I used VectorAssember to create my function vector, translated it into a dense vector, and converted it to a data framework:
assembler = VectorAssembler(inputCols = ["fileSize", "hour", "day", "month", "punct_title", "cap_title", "punct_excerpt", "title_tfidf", "ct_tfidf", "excerpt_tfidf", "regex_tfidf"], outputCol="features") vector_train = assembler.transform(train_raw).select("Target", "features") vector_test = assembler.transform(test_raw).select("Target", "features") train_final = vector_train.rdd.map(lambda x: Row(label=x[0],features=DenseVector(x[1].toArray()))) test_final = vector_test.rdd.map(lambda x: Row(label=x[0],features=DenseVector(x[1].toArray()))) train_final_df = sqlContext.createDataFrame(train_final) test_final_df = sqlContext.createDataFrame(test_final)
Thus, the training set that will be loaded into the model looks like this (the actual data set has ~ 15 thousand columns, and I reduced it to 5 thousand examples to try to run it):
[String (functions = DenseVector ([7016.0, 9.0, 16.0, 2.0, 2.0, 4.0, 5.0, 0.0, 0,0, 0,0, 0,0, 0,0, 0,0, 0,0, 0, 0, 0,0, 0,0, 0,0, 0,0, 0,0, 0,0, 0,0, 0,0, 0,0, 0,0, 0,0, 0,0, 0,0, 0,0, 0,0, 0,0, 0,0, 0,0, 0,0, 0,0, 0,0, 1,315, 0,0, 0,0, 0,0, 0,0, 0,0, 0,0, 0,0, 0,0, ..................... 0,0, 0,0, 0 , 0, 0,0, 0,0, 0,0, 0,0, 0,0, 0,0, 0,0, 0,0, 0,0, 0,0, 0,0, 0,0 , 0,0, 0,0, 0,0, 0,0, 0,0, 7.235, 0.0, 0.0, 0.0, 0.0, 0.0, 0.0, 0.0, 0.0, 0.0, 0.0, 0.0, 0.0, 0.0, 0.0 , 0.0, 0.0, 0.0, 0.0, 0.0, 0.0, 0.0, 0.0, 0.0, 0.0, 0.0, 0.0, 0.0, 0.0, 0.0]), label = 0)]
The next step is to fit the model in which the error usually appears. I tried installing one model and running CV (w / ParamGrid):
Single Model:
from pyspark.ml.classification import GBTClassifier from pyspark.ml.evaluation import BinaryClassificationEvaluator gbt = GBTClassifier(labelCol="label", featuresCol="features", maxDepth=8, maxBins=16, maxIter=40) GBT_model = gbt.fit(train_final_df) predictions_GBT = GBT_model.transform(test_final_df) predictions_GBT.cache() evaluator = BinaryClassificationEvaluator(rawPredictionCol="prediction") auroc = evaluator.evaluate(predictions_GBT, {evaluator.metricName: "areaUnderROC"}) aupr = evaluator.evaluate(predictions_GBT, {evaluator.metricName: "areaUnderPR"})
With CV / PG:
from pyspark.ml.tuning import CrossValidator, ParamGridBuilder from pyspark.ml.evaluation import BinaryClassificationEvaluator from pyspark.ml.classification import GBTClassifier GBT_model = GBTClassifier() paramGrid = ParamGridBuilder() \ .addGrid(GBT_model.maxDepth, [2,4]) \ .addGrid(GBT_model.maxBins, [2,4]) \ .addGrid(GBT_model.maxIter, [10,20]) \ .build() evaluator = BinaryClassificationEvaluator(rawPredictionCol="prediction", metricName="areaUnderPR") crossval = CrossValidator(estimator=GBT_model, estimatorParamMaps=paramGrid, evaluator=evaluator, numFolds=5) cvModel = crossval.fit(train_final_df)

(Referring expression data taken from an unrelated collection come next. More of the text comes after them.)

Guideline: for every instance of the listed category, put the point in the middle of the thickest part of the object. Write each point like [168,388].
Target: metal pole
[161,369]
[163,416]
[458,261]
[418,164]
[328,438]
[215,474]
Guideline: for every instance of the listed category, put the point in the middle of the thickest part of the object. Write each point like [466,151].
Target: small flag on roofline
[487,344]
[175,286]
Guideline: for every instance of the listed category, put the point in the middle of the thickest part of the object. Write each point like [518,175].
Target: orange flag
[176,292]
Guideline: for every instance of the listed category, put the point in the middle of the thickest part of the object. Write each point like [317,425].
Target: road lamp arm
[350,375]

I know that this has something to do with the interpreter, but I can’t understand: (a) what I am doing wrong or (b) What to do to get around this failure
UPDATE : I was asked about the versions and memory configuration in SO Apache Spark chat, so I decided that I was offering an update here.
Versions:
- Spark: 2.0.1
- Zeppelin: 0.6.2
Memory configuration:
- I am starting an EMR cluster using an instance of c1.xlarge EC2 (7 GiB) as my wizard and r3.8xlarge (244 GiB) for my main nodes.

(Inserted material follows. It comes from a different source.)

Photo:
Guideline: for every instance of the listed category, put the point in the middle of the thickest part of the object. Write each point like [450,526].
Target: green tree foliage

- I went into Zeppelin and changed spark.driver.memory to 4g and spark.executor.memory to 128g
After I logged in and installed these Zeppelin memory configurations, I ran my code again and still got the same error.
I recently started using Spark, are there any other memory configurations that need to be installed? Are these memory configurations reasonable?